The opposite of feasting.


Rangers starter Dane Dunning threw five shutout innings before his bullpen caved late in the game.

The headline on texasrangers.com read “Rangers feasting on home cooking” after beating the Rays 5-4 in the first game of their series against Tampa Bay.

Two doubles. One triple One home run. That was the extra-base power the Rangers “feasted” on in the just completed three-game series against the American League best Tampa Bay Rays.

For all three games combined.

For the season, the Rangers rank next to last in the American League in doubles.
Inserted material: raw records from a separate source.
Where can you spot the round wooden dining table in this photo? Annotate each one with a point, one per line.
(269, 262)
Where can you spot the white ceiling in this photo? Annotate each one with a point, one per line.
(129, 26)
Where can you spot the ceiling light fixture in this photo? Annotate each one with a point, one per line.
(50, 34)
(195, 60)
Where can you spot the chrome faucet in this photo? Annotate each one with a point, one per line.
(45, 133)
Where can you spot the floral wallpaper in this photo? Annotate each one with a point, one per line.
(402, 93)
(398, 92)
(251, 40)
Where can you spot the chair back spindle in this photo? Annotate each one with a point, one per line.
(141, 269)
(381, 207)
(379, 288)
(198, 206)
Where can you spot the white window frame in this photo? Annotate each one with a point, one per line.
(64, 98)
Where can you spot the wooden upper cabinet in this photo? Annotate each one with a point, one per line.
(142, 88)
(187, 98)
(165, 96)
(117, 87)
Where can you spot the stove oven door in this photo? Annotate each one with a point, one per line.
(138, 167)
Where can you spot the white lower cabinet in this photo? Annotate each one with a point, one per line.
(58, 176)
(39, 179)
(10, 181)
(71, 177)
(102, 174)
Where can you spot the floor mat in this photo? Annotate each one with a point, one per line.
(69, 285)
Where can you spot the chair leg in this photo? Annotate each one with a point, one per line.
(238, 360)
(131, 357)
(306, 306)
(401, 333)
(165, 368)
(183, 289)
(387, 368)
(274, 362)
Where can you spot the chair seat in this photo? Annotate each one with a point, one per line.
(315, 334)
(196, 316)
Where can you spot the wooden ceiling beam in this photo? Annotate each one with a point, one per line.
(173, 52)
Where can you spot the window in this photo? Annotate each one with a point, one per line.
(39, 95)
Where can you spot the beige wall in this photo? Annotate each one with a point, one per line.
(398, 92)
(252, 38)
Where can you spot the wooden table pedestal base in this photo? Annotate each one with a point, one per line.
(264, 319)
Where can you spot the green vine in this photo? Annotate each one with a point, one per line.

Eleven out of fifteen in home runs. That’s overall, at home, they are last in doubles and tenth in home runs.

The Rangers are twelfth in slugging percentage and thirteenth in OPS overall, eleventh and thirteenth at home.

There is no feasting. There is just no power on this team. And this is a team that features Joey Gallo, along with the guy who is second in the American League in home runs.

It’s a one-dimensional offense. They are trying to singles teams to death. Small ball is great if that is a strategy and not a failing.

That explains why the Rangers are eleventh in the A.L. in runs scored, twelfth at home. And fourteenth out of fifteenth in winning percentage.

Thanks goodness for the Baltimore Orioles. Without that sad sack of a team, the Rangers would be the laughing stock of the American League for two years in a row.

After ridding themselves of Elvis Andrus and Rougned Odor, and after losing Ronald Guzman for the season, you’d think the team would have gotten better. The old addition by subtraction rule. 

The Rangers, apparently, are bad at math. And baseball.